Did you know watching mobile video on you cell phone or PDA can be harmful to your health? Yep, reports are now surfacing that people are bumping into lampposts while staring at their cell phone screens.

As broadcasters contemplate entering into the exciting world of mobile video, do we as an industry do so without regard to our viewers' health? Should we pause, or stop mobile video's adoption, to protect our fellow human? Do we have a duty to protect humanity from its own stupidity?

I pondered these lofty issues while reading a recent study conducted by the UK directory service 118 118. The service discovered that mobile text users were often crashing into lampposts, sometimes injuring themselves while text messaging.

The company received permission to install padded wraps on lampposts in key sections of London. In trade, it gets to place advertising for its directory service. I suppose if you bump into the post, you'd pretty much have to see the ad.

Thinking about the similarities of texting and watching mobile video, I wondered if a similar problem could occur here with regard to mobile TV? Would unsuspecting viewers bump into lampposts while enjoying their favorite YouTube or FOX News videos? Would they wander into signs or perhaps miss crosswalk lights, only to be struck by cars?

Imagine the potential for chaos in downtown Manhattan as millions of people rush to and from home, shops and their offices, noses pointed at mobile phones and players — no one watching where they were going. And with earphones, they wouldn't hear the screams of “Watch out!” Oh, the humanity of it!

Now, picture thousands of your station's viewers walking, or driving, heads down, noses perched just inches from those tiny cell phone and mobile video player screens. Your viewers could be heedless to the dangers that lie just ahead.

Can you hear the traffic reports? “There's a mash up on the corner of 12th and Johnson, where 22 people crashed together as a hotdog vendor moved his cart into the crosswalk. Pedestrians and drivers are encouraged to avoid this intersection.”

This scenario may sound ridiculous, but how many times have you already done something similar? Have you ever text messaged someone or manually dialed your mobile phone while driving? Cops call that distracted driving and give tickets for it.

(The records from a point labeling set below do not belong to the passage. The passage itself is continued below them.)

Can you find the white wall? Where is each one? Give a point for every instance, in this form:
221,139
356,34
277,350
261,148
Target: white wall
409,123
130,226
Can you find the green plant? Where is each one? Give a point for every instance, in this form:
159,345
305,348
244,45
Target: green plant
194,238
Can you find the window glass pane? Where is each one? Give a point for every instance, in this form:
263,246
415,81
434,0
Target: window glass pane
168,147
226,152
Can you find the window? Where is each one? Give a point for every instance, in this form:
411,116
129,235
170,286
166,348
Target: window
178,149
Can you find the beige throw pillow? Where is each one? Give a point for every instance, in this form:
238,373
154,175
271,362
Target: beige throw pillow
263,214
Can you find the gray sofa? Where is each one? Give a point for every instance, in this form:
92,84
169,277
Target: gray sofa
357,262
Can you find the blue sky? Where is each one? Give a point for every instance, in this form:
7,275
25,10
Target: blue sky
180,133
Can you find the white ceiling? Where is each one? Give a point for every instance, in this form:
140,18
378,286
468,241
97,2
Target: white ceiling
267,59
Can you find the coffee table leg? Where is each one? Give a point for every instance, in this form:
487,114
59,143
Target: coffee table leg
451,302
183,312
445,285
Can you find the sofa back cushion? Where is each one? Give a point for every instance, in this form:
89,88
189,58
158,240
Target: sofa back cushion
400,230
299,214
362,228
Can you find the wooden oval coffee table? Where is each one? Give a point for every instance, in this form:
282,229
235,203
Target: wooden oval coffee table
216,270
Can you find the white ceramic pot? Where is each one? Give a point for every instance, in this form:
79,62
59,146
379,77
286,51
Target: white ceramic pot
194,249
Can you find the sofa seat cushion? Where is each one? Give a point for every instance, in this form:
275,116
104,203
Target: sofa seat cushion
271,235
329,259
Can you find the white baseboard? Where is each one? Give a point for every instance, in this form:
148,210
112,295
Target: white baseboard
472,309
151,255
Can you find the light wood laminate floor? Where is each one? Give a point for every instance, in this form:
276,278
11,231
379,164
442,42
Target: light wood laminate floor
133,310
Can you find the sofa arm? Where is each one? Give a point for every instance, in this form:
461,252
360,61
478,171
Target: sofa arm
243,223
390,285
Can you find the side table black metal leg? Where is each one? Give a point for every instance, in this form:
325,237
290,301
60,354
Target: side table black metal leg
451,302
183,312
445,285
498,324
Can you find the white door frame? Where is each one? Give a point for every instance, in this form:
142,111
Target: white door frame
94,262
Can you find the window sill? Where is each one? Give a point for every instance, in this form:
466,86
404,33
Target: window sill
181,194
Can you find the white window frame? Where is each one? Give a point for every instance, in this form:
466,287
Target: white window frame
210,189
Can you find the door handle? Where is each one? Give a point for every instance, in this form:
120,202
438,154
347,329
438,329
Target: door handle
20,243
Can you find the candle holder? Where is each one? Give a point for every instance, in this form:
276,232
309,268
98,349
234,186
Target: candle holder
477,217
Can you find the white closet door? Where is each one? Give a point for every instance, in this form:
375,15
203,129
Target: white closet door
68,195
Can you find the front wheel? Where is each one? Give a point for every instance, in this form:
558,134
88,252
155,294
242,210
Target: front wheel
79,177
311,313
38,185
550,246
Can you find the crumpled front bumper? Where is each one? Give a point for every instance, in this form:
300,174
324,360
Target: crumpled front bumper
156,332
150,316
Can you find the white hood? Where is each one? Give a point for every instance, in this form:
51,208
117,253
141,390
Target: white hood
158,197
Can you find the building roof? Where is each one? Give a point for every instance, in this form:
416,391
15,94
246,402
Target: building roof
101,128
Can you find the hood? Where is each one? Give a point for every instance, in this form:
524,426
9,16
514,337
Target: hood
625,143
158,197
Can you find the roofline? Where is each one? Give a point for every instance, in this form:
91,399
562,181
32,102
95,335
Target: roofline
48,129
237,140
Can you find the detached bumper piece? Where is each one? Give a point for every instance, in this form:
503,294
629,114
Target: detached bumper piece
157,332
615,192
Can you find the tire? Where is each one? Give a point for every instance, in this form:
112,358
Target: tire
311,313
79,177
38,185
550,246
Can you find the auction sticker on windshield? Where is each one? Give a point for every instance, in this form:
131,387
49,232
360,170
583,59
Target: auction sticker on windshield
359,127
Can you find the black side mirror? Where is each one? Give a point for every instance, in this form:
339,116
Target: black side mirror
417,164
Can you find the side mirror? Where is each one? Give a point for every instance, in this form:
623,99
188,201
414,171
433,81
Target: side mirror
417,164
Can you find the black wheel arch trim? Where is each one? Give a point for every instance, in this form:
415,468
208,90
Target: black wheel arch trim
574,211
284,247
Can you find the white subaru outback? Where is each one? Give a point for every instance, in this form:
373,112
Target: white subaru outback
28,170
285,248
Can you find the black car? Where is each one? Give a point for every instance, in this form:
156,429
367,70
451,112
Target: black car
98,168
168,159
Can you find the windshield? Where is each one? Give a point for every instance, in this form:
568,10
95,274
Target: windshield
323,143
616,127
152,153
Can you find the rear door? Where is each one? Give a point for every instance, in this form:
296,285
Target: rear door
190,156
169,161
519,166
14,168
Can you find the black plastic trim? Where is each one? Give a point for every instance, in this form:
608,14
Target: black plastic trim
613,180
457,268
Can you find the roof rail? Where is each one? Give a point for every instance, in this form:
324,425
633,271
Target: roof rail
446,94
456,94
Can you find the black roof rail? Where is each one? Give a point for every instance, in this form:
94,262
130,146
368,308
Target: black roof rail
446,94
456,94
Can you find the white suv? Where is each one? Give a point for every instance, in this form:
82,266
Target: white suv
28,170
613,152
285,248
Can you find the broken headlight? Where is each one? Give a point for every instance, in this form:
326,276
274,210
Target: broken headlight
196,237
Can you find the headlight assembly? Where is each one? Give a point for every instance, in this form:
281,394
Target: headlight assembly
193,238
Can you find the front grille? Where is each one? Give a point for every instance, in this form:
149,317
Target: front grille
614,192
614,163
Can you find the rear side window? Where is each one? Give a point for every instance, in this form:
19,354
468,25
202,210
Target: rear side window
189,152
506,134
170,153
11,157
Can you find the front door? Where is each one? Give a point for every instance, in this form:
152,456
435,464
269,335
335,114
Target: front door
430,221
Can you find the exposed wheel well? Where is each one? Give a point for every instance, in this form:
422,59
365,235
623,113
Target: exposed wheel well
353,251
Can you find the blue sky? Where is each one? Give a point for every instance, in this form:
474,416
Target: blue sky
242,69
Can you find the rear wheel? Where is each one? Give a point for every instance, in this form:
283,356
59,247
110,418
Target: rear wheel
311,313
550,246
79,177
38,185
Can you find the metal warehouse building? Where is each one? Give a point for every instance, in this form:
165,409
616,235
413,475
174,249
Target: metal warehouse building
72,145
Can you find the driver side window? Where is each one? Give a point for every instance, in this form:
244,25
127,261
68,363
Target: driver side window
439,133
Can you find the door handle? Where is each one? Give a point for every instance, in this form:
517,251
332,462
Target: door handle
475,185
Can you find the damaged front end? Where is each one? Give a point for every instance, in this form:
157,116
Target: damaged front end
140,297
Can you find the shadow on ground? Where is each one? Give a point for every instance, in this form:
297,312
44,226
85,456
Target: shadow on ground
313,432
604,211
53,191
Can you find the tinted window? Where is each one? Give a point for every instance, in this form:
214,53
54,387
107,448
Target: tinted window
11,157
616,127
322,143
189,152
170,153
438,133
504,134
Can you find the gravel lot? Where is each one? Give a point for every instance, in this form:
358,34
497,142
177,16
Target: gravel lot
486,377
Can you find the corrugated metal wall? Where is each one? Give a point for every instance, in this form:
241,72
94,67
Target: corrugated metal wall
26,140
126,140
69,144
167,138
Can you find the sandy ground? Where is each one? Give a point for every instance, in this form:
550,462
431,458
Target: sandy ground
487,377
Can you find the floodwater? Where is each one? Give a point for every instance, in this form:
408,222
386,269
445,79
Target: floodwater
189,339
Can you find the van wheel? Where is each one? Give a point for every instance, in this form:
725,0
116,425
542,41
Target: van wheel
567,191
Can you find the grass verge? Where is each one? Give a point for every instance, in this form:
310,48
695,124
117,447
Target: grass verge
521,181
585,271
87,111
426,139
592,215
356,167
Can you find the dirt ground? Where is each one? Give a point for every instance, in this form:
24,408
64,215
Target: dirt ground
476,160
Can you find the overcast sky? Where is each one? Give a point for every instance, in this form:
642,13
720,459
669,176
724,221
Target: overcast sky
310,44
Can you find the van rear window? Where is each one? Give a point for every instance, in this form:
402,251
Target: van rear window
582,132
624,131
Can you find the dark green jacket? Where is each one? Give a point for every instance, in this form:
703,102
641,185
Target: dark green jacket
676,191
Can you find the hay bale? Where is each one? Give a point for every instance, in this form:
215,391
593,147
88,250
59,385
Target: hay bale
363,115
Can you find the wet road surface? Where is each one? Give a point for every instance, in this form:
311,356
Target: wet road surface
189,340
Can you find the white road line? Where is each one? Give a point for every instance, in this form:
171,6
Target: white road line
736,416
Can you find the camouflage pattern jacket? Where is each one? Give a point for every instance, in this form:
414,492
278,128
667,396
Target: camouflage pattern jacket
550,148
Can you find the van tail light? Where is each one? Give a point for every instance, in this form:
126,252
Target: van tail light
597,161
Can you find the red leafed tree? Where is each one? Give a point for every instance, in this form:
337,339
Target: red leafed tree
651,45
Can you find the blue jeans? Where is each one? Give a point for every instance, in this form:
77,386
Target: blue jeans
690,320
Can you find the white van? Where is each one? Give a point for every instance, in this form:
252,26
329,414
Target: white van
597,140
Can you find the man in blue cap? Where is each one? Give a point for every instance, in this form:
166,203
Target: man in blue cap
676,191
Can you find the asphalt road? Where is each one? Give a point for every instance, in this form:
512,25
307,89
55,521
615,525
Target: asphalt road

At my gym, perhaps 75 percent of the members have iPods strapped to their arms and earphones stuck in their ears. Even though there are 10 televisions in front of the cardio machines, most members want to make their own entertainment choices. Mobile TV will be used likewise.

Despite the potential drawbacks, I hope broadcasters make a business of delivering video to mobile receivers. And, when they do, I'll become a mobile video customer. I just hope those padded lampposts are around so when I bump into one, it's only my pride that gets hurt.